Henry Carus + Associates | Injury Lawyers

It may not be too late for you to bring a compensation claim – Anderson v TAC [2016] VCC 895

extensions for accident injury claims

On 15 June 2016 Judge Dean granted an extension of time to a transport accident victim to seek compensation for his injuries.


On 9 May 1989, the Plaintiff, Shane Anderson who was aged 16 at the time was struck by a motor vehicle whilst riding his bicycle across Station Street in Lalor.

After the collision he was driven to his home in Lalor by the occupants of the vehicle that had struck him. He was left in the front yard of his mother’s home. His mother promptly called the police and ambulance. As a result of the accident, the Plaintiff suffered injuries to his left ankle, left leg and left shoulder.

On 16 October 1991, the Plaintiff underwent a left ankle reconstruction, but continued to experience pain in his left ankle. On 1 September 2010, the Plaintiff underwent a further LARS ligament reconstruction.

In 2012 the Plaintiff engaged car accident lawyers and commenced the Court process of requesting a Serious Injury Certificate as well as an application for an extension of time.

What is the limitations period and how does it apply?

The law imposes strict time limits, known as limitation periods, within which personal injury claims must be commenced in Court.
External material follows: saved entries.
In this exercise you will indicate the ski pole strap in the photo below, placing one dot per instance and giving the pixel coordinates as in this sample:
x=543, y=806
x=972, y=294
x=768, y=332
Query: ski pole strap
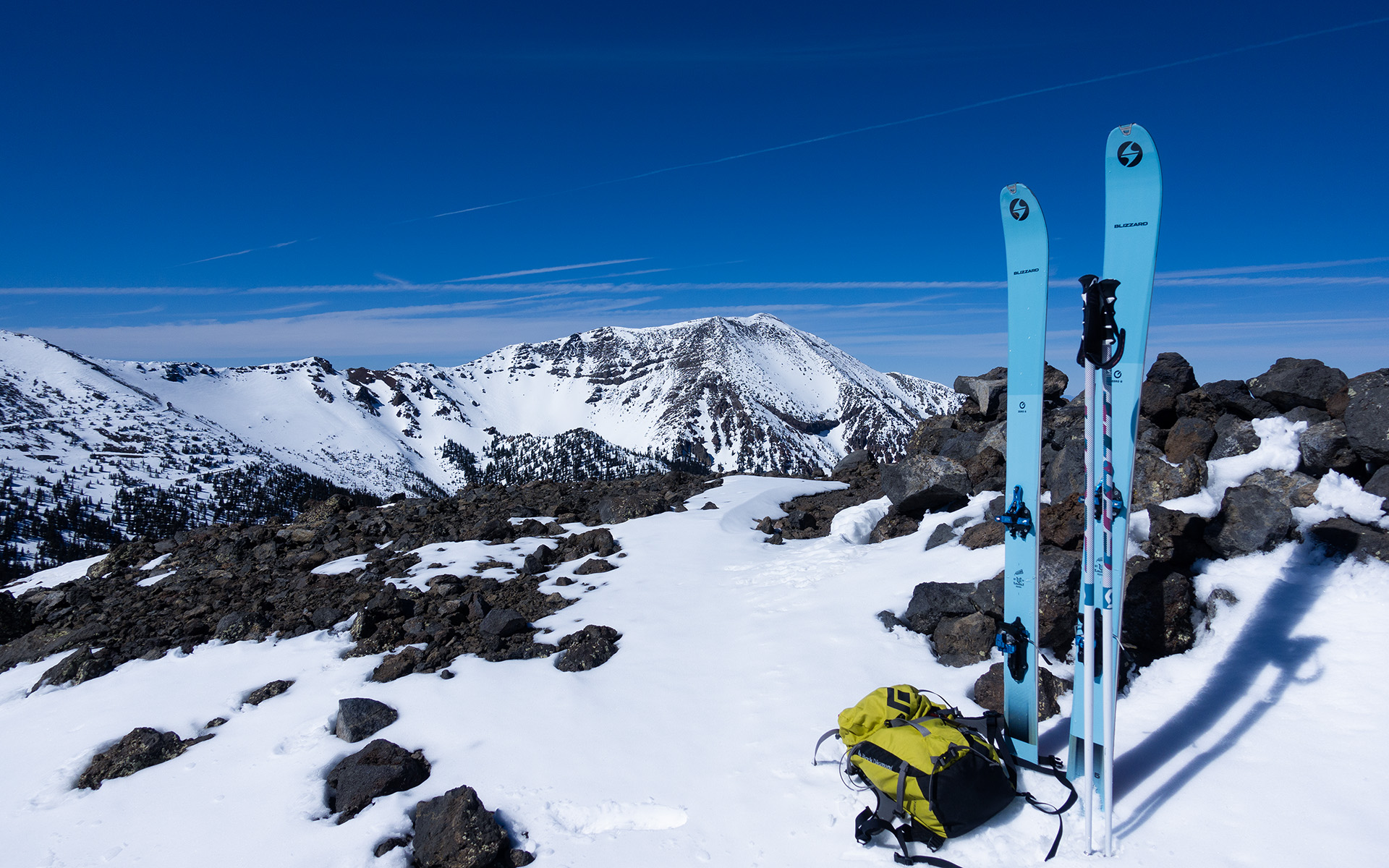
x=1053, y=767
x=833, y=732
x=1097, y=326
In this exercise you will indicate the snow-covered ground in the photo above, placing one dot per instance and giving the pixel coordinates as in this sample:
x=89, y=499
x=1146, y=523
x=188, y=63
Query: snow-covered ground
x=694, y=745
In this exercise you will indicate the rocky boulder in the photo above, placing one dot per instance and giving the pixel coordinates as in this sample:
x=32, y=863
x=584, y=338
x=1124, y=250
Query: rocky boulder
x=1346, y=538
x=922, y=484
x=1327, y=448
x=960, y=642
x=587, y=649
x=377, y=770
x=140, y=749
x=1250, y=520
x=360, y=717
x=1367, y=416
x=456, y=831
x=1298, y=382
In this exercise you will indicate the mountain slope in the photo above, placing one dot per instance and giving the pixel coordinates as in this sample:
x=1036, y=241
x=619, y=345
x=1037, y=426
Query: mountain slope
x=729, y=393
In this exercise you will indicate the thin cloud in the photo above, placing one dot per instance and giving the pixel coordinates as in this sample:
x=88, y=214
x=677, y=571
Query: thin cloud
x=517, y=274
x=1212, y=273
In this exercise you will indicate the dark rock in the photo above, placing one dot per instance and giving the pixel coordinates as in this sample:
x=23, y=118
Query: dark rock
x=456, y=831
x=1174, y=371
x=593, y=564
x=587, y=649
x=1189, y=436
x=851, y=461
x=398, y=665
x=922, y=484
x=1250, y=520
x=1059, y=590
x=1053, y=383
x=987, y=469
x=982, y=535
x=1298, y=382
x=77, y=667
x=378, y=770
x=988, y=692
x=1156, y=481
x=1367, y=416
x=1168, y=377
x=266, y=692
x=616, y=510
x=1233, y=396
x=1158, y=611
x=360, y=717
x=1295, y=489
x=1307, y=414
x=1066, y=469
x=987, y=391
x=326, y=617
x=1346, y=538
x=504, y=623
x=934, y=600
x=241, y=625
x=1198, y=404
x=1177, y=538
x=893, y=525
x=1378, y=484
x=942, y=535
x=960, y=642
x=1063, y=522
x=1233, y=436
x=1327, y=448
x=16, y=618
x=140, y=749
x=891, y=620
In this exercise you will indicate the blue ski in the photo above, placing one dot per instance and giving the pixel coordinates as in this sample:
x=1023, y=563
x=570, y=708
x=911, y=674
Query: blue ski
x=1025, y=241
x=1132, y=210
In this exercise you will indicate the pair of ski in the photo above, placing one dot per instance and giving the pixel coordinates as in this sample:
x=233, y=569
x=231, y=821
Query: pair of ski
x=1114, y=341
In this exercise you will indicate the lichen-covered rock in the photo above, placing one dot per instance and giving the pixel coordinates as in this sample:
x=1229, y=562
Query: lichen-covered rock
x=360, y=717
x=960, y=642
x=587, y=649
x=139, y=749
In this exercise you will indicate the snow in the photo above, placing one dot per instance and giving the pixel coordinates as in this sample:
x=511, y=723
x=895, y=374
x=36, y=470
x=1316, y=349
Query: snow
x=692, y=745
x=57, y=575
x=1277, y=451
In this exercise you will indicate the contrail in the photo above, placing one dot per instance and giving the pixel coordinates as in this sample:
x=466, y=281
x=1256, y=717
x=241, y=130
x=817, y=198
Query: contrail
x=920, y=117
x=516, y=274
x=870, y=128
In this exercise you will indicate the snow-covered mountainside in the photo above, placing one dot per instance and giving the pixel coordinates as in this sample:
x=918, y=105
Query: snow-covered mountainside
x=745, y=393
x=729, y=393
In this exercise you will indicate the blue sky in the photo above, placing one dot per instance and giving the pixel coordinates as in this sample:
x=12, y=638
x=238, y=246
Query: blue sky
x=247, y=182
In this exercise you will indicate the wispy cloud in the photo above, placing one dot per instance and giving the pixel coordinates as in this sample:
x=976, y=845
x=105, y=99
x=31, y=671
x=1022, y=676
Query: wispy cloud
x=517, y=274
x=1212, y=273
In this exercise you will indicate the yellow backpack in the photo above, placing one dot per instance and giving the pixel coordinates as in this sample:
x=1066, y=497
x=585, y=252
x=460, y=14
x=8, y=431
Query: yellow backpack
x=943, y=774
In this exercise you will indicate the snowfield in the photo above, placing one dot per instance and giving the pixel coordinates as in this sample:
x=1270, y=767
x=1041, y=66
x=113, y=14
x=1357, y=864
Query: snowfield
x=692, y=746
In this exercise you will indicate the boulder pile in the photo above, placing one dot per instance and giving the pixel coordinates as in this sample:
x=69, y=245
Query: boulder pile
x=1182, y=427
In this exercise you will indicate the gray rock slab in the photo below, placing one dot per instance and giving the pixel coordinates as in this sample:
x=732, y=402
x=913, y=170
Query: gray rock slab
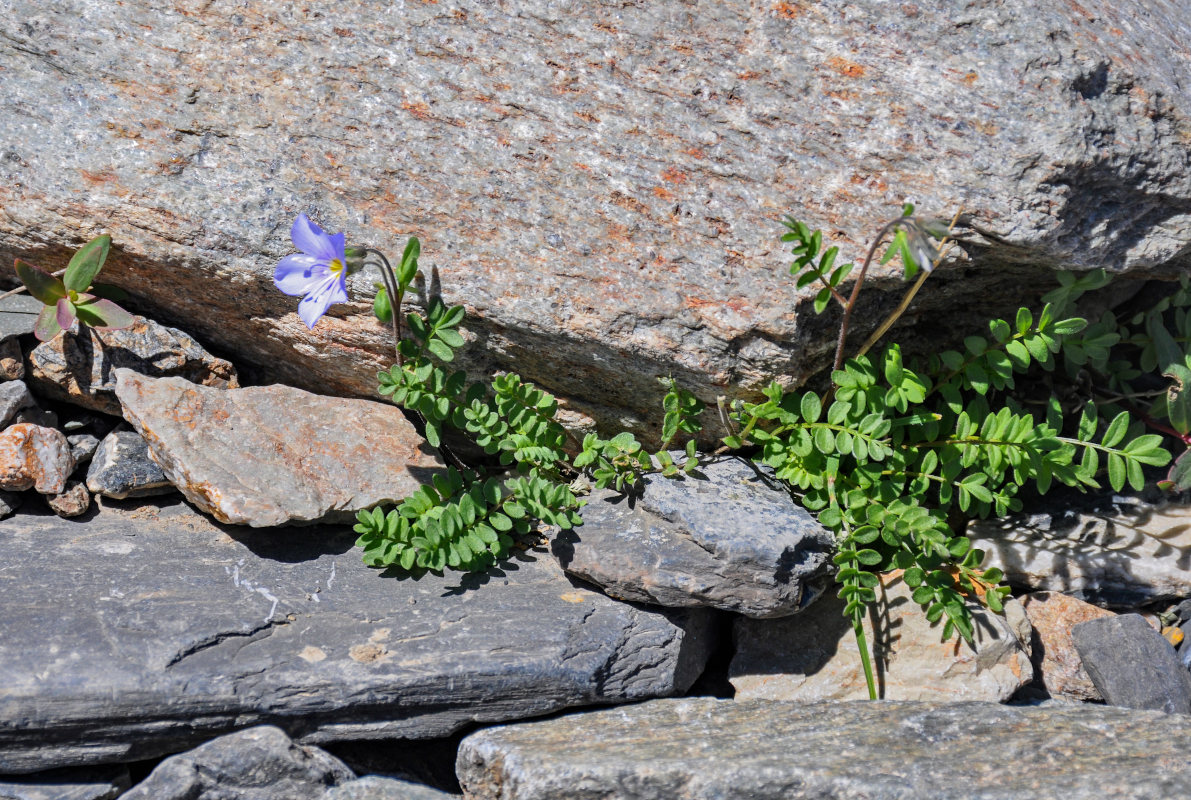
x=602, y=189
x=261, y=763
x=122, y=468
x=375, y=787
x=273, y=455
x=80, y=366
x=80, y=783
x=145, y=631
x=735, y=541
x=814, y=655
x=13, y=397
x=18, y=314
x=1109, y=550
x=704, y=749
x=1132, y=664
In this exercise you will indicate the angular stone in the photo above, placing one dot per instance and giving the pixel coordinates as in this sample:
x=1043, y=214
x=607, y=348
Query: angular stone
x=148, y=631
x=1055, y=660
x=18, y=313
x=82, y=448
x=762, y=750
x=13, y=397
x=600, y=189
x=35, y=457
x=1133, y=666
x=80, y=367
x=123, y=468
x=73, y=501
x=261, y=763
x=375, y=787
x=1108, y=550
x=814, y=656
x=736, y=541
x=82, y=783
x=12, y=361
x=273, y=455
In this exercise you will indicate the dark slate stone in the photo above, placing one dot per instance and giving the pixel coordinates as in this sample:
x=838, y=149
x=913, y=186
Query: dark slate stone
x=18, y=313
x=72, y=783
x=122, y=468
x=147, y=631
x=735, y=541
x=1132, y=664
x=13, y=397
x=261, y=763
x=705, y=749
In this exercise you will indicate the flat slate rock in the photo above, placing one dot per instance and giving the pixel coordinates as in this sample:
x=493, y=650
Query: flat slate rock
x=272, y=455
x=600, y=188
x=143, y=632
x=736, y=541
x=705, y=749
x=814, y=655
x=261, y=763
x=1109, y=550
x=68, y=783
x=1132, y=664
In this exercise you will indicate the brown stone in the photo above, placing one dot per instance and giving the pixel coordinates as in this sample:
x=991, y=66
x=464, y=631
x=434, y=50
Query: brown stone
x=35, y=457
x=812, y=655
x=80, y=366
x=1055, y=658
x=73, y=501
x=273, y=455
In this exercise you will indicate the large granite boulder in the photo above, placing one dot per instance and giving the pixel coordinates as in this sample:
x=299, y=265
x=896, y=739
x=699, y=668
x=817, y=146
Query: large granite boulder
x=1120, y=551
x=600, y=187
x=270, y=455
x=148, y=631
x=704, y=749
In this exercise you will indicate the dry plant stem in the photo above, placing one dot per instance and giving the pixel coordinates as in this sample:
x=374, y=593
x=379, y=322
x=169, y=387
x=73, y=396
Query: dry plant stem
x=394, y=301
x=855, y=289
x=22, y=288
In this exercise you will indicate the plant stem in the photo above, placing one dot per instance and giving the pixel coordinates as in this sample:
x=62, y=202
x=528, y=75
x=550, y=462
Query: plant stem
x=858, y=627
x=394, y=298
x=855, y=289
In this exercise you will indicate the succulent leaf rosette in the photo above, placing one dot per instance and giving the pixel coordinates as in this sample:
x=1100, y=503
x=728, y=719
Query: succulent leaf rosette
x=74, y=297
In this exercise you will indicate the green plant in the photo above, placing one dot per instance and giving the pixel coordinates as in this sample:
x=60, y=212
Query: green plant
x=74, y=295
x=468, y=517
x=893, y=455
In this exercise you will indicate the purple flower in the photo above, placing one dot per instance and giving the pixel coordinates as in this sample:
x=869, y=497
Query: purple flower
x=319, y=272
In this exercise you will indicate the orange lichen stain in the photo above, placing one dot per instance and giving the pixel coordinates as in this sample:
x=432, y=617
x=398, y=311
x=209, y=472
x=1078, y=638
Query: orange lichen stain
x=787, y=10
x=419, y=110
x=104, y=176
x=845, y=67
x=631, y=204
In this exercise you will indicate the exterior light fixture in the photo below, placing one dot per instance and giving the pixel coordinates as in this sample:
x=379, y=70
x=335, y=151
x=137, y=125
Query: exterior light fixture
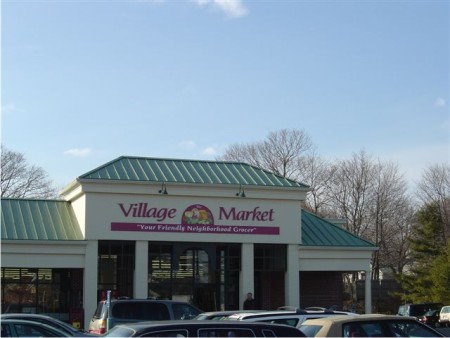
x=163, y=189
x=241, y=192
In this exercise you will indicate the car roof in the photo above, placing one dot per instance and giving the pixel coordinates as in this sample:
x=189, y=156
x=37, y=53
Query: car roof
x=202, y=323
x=24, y=315
x=279, y=313
x=29, y=322
x=345, y=318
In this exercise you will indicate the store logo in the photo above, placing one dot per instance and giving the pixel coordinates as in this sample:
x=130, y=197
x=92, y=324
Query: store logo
x=197, y=214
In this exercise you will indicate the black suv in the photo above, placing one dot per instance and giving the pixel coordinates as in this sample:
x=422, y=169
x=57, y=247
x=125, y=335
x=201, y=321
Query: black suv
x=124, y=311
x=204, y=328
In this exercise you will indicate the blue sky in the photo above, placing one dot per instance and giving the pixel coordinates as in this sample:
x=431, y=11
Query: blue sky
x=84, y=82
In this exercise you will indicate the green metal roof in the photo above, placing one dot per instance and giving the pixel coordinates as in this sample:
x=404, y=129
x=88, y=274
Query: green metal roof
x=317, y=231
x=26, y=219
x=127, y=168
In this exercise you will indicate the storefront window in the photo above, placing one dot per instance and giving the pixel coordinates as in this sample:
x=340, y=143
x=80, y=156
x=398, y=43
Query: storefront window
x=48, y=291
x=203, y=275
x=115, y=268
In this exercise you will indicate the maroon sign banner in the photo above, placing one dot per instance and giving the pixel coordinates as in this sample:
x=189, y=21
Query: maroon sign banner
x=196, y=228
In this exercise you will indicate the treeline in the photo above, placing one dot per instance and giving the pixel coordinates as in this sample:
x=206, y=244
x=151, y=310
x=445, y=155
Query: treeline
x=372, y=196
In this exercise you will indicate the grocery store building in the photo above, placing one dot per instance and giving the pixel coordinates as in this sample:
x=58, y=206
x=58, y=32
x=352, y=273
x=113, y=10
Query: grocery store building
x=204, y=232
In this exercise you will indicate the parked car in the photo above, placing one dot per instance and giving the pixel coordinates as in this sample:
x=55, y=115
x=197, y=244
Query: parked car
x=444, y=316
x=430, y=318
x=203, y=328
x=28, y=328
x=125, y=311
x=219, y=315
x=374, y=325
x=56, y=323
x=286, y=317
x=417, y=310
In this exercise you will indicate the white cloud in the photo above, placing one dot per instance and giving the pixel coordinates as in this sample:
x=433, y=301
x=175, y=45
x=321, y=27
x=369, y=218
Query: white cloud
x=440, y=102
x=78, y=152
x=232, y=8
x=209, y=151
x=187, y=144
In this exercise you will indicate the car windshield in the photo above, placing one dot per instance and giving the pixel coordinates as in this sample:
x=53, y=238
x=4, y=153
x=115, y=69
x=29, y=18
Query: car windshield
x=310, y=330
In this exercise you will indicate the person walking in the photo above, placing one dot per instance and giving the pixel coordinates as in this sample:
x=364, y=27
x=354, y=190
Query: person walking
x=249, y=303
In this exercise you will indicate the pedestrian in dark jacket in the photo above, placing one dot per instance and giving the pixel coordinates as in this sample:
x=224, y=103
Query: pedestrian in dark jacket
x=249, y=303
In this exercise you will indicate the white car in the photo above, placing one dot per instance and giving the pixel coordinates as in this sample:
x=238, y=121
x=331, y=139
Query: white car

The limitations period for transport accidents is six years. However, in the case of minors, the six year limitation period commences on their 18th birthday, unless they are of unsound mind.

The Plaintiff was 16 at the time of the accident, and accordingly the limitations period did not commence until his 18 th birthday, on 9 April 1991. Thus, the limitations period expired on 9 April 1997. As such, the application was brought 15 years after the expiration of that limitation period and 23 years after the transport accident occurred.

Under section 23A of the Limitation of Actions Act 1958 (‘the Act’) the Plaintiff can apply to the Court for an extension of time.

Pursuant to section 23A (3) of the Act the Court is required to have regard to the following factors:

  • The length of and reason for delay;
  • Whether there is a likely prejudice to the Defendant;
  • What steps the Defendants has taken to make available to the Plaintiff means of averting facts which may be relevant to the cause of action;
  • Duration of any disability of the Plaintiff;
  • The extent to which the Plaintiff acted promptly and reasonably once he knew that he may be able to seek compensation for his injuries; and
  • The steps taken by the Plaintiff to obtain medical, legal or other expert advice.

It should be noted, it is the Plaintiff that has the burden of establishing that it is just and reasonable to extend the limitations period.

The Decision

The Judge noted that the application being brought 15 years after the expiration of the limitation period is a significant factor, but he also highlighted that the Plaintiff had no clear knowledge of his legal rights until 2012.

He dismissed the Defendant’s argument being that the Plaintiff was “careless” with respect to his legal rights.

The Judge noted that the Plaintiff left school at the age of 14. The Plaintiff was an uneducated and unskilled man. The Judge also accepted that at the time the Plaintiff was abusing alcohol and drugs. Further, he noted mental health issues.

As such, he accepted that the Plaintiff had no knowledge of his legal rights until 2012. The Judge did not accept that there was prejudice against the Defendant. The driver of the vehicle that struck the Plaintiff and his passenger are available to give evidence. Also, the factual issues appear ‘straightforward’.

The Plaintiff provided the TAC with clinical notes and a report from his GP as well as numerous income tax returns and assessments for the years 1990 to 2009.

The TAC did not inform the Plaintiff of his legal rights, nor did they investigate the accident circumstances until 2015. In approximately 1995 the Plaintiff called the TAC and asked about a claim for compensation. Following that telephone call he believed he could not make a common law claim.

Ultimately, taking into account all factors and circumstances of the case the Judge was satisfied that it is just and reasonable to extend the applicable limitation period.

What does this mean?

This case confirms our firm’s position; it is never too late to seek legal advice from a personal injury firm.

Even if the limitations period has passed, you may still be able to seek common law compensation.

If you have previously been told that ‘it’s too late’ it may be time to revisit your entitlement to compensation.